Bishop Tom Williams recently visited Alsop High School in Liverpool to hear the moving testimony of Auschwitz survivor Zigi Shipper.
The school was showcasing the Anne Frank Trust exhibition to commemorate the 70th anniversary of the liberation of Auschwitz – with Bishop Paul Bayes opening the exhibition at a ceremony attended by Mr Ian Cohen, Chairman of Merseyside Jewish Representative Council, and Councillor Erica Kemp, Lord Mayor of Liverpool.
At the event last month Zigi Shipper said that while we cannot change the past, we have the power to determine our future, adding that many people ask him, ‘How can I remember?’, to which he always replies: ‘How can I forget when most of my family perished?’ In 1944, he was sent to Auschwitz-Birkenau where, for some unknown reason, he did not have a number tattooed on his arm; nonetheless, his striped pyjamas bore the number 84303.

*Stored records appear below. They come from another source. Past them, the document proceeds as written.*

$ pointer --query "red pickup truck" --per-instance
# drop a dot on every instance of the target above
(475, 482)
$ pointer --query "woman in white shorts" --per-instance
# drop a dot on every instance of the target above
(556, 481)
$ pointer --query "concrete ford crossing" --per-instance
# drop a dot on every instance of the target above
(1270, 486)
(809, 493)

People were dying from starvation and freezing to death. Yet, with the Russians advancing, Zigi and the rest of his group were sent on a death march, eventually reaching the German town of Neustadt. He was finally liberated by the British Army on 3 May 1945. A few days later, he ended up in hospital for three months due to the effects of overeating after a long period of malnutrition. Upon completing his convalescence, he was moved to a Displaced Persons’ Camp in Hamburg.
Last week Zigi returned to Auschwitz for the 70th Anniversary of the liberation. ‘I am not miserable, I am happy and I love people,’ had been his parting words at Alsop. 'But we must not forget the six million Jews who perished and we must not forget the other people who also perished in the Holocaust.’